Advocates of allowing cameras in Minnesota courtrooms won a notable battle this week, when a three-judge panel presiding over the disputed U.S. Senate election there approved electronic media coverage of the case proceedings.
A television camera, a still photographer and an audio recorder were to be allowed into the state Supreme Court chambers on Wednesday for pre-trial arguments between attorneys for Democrat Al Franken and Republican Norm Coleman, The Associated Press reported. Their footage was to be pooled for other news organizations, and that setup was to continue as the case moves along.

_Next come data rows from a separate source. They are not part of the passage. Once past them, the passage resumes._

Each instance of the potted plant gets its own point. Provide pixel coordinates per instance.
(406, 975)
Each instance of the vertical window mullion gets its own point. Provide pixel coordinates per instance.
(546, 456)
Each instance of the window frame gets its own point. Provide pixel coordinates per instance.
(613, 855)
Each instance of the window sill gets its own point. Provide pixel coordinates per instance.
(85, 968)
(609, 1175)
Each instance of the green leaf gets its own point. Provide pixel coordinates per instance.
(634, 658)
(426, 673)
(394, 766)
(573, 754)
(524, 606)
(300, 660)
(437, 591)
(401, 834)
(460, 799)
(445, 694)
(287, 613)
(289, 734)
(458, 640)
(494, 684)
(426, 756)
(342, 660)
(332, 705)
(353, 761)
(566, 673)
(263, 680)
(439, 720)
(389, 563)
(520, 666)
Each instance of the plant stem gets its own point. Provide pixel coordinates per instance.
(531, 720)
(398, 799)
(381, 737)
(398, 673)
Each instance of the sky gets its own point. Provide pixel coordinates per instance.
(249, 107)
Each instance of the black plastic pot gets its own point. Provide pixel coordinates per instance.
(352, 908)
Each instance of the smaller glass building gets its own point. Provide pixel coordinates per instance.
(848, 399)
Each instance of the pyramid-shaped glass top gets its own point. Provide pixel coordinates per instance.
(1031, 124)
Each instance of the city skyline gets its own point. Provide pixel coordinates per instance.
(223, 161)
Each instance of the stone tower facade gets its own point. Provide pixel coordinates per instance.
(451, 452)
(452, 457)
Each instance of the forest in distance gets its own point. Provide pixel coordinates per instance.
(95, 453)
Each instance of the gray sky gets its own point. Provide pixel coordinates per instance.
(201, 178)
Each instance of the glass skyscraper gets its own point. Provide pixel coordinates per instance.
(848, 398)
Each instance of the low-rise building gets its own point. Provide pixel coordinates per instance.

Minnesota-based media attorney Mark Anfinson says the Franken-Coleman legal battle happened to provide advocates the "perfect opportunity" to showcase the public benefits of electronic coverage inside the courtroom, in a state that has been cool to the idea. Anfinson led a group of Minnesota news organizations in filing a petition about a year ago with the state Supreme Court in favor of opening state courtrooms to filming.
The high court is still weighing the decision, said Anfinson, who also represents the Minnesota Newspaper Association.
"I was optimistic before," he said. "Now along comes this amazing opportunity through the Franken-Coleman trial."
For the past two decades, according to Anfinson, state law has required that all parties and judges involved consent to allowing camera access to a given proceeding — something all parties "virtually never do."
"Plaintiffs and defendants are competitors, so if one agrees, it prompts the adversary to be disagreeable," Anfinson explained.
Although the District of Columbia is the only jurisdiction that categorically bans cameras in the courtroom at both the trial and appellate levels, Minnesota ranks in the bottom tier of states that allow cameras, according to the Radio-Television News Directors Association.